Lebanese PM-designate to step down

Lebanon’s pro-Syrian prime minister-designate Umar Karami plans to stand down because of his failure to form a national unity government, according to his adviser.

Demonstrations had earlier forced Karami's ouster

Karami’s aide, Khaldun Sharif, said on Tuesday that the former premier and current premier-designate would step down because he had failed to create a national unity government.

 

The pro-Syrian official resigned on 28 February in the face of a wave of protests sparked by the killing of former prime minister Rafiq al-Hariri in a bomb blast two weeks earlier.

 

But on 10 March, President Emile Lahud invited Karami to form another government.

 

Impossible task

 

Aljazeera’s correspondent in Beirut, Ghassan bin Jiddu, said Karami would make an official explanation as to why he would decline to form a new national unity government after meeting the parliamentary speaker Nabih Birri on Wednesday.

Bin Jiddu said Karami had implied it was impossible to balance foreign interests in Paris and Washington with the interests of leading political parties in Lebanon, so he was not in a position to set up a government.

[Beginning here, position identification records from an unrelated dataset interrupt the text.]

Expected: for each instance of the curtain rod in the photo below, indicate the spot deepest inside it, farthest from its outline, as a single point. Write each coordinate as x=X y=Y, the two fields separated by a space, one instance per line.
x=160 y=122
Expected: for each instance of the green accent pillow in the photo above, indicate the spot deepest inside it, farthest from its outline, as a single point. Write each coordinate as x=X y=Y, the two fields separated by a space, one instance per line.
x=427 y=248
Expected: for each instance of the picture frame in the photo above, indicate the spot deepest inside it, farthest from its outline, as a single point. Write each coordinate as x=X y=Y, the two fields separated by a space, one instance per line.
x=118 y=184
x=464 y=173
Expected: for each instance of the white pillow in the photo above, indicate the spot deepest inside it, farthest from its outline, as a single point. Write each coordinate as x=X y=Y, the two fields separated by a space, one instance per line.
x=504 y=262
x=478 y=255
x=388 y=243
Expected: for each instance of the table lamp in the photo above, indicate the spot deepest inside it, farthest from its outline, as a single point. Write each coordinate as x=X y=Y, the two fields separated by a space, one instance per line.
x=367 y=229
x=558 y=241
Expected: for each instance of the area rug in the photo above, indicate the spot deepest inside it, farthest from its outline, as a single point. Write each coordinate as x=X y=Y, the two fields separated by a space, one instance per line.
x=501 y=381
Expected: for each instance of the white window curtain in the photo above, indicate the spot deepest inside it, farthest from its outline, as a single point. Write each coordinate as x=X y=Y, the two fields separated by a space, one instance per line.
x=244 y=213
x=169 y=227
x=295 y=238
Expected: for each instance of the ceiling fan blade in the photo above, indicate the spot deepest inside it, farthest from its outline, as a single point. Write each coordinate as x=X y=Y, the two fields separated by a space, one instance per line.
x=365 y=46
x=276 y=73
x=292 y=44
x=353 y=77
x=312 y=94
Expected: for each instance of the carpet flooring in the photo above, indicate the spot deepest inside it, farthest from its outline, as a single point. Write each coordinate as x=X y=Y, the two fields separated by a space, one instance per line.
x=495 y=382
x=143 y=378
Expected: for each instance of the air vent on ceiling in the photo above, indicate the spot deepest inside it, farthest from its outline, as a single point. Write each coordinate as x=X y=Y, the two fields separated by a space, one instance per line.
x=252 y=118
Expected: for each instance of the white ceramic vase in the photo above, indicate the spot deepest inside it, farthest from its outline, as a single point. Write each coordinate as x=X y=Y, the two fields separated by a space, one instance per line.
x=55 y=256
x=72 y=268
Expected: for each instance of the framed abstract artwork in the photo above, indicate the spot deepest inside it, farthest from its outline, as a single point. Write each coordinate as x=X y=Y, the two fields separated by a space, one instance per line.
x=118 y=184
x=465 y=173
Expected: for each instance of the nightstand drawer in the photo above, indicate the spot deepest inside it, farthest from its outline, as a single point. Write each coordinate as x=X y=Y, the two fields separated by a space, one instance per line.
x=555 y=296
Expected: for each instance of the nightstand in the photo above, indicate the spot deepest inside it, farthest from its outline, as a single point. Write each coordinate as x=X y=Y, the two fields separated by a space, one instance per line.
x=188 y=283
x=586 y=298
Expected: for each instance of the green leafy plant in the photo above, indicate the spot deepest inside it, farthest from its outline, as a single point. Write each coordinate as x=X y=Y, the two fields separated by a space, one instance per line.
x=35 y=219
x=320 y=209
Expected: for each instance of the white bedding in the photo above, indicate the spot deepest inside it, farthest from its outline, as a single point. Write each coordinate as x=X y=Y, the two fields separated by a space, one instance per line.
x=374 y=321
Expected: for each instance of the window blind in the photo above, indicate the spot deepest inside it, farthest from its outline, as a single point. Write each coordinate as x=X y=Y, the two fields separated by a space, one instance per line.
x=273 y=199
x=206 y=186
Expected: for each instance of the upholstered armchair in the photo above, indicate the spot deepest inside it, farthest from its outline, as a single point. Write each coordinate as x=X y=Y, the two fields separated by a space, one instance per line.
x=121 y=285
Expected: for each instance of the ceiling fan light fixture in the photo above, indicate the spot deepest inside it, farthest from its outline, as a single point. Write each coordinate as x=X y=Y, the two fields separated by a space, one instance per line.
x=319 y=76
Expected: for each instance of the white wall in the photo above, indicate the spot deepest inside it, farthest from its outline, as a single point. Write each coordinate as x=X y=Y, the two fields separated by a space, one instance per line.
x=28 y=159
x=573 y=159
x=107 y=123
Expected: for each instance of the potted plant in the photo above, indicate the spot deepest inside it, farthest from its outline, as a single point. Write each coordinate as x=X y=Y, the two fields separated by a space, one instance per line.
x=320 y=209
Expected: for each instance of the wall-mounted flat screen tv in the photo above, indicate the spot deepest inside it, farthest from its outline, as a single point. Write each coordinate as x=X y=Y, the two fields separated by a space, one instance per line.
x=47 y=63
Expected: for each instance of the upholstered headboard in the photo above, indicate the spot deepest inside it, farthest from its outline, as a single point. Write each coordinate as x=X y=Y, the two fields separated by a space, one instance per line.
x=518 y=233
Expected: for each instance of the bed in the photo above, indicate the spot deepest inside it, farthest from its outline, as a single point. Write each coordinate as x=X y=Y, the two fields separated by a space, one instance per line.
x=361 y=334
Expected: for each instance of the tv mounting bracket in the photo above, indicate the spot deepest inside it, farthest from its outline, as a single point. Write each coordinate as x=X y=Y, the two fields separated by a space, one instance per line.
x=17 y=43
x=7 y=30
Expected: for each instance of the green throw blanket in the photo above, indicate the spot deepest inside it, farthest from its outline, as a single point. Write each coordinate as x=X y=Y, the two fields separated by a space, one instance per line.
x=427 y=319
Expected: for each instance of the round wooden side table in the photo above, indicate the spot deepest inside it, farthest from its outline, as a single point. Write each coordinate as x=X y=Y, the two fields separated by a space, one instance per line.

The correspondent added that Lahud would likely consult MPs on the situation on Thursday and may have to back a leadership that would not necessarily form a national unity government.

Another resignation

 

In a related development, the general in charge of Lebanese military intelligence – whose resignation the opposition is demanding – stepped aside on Tuesday by taking a one-month leave, a military official said. He is not expected to return to duty.

 

Major-General Raymond Azar, the director of military intelligence, took a one-month “administrative leave”, a government official said.

 

The anti-Syrian opposition had been demanding the resignation of Azar, four other generals and the prosecutor-general.

 

The head of intelligence in the Mount Lebanon province was appointed to fill the post in Azar’s absence.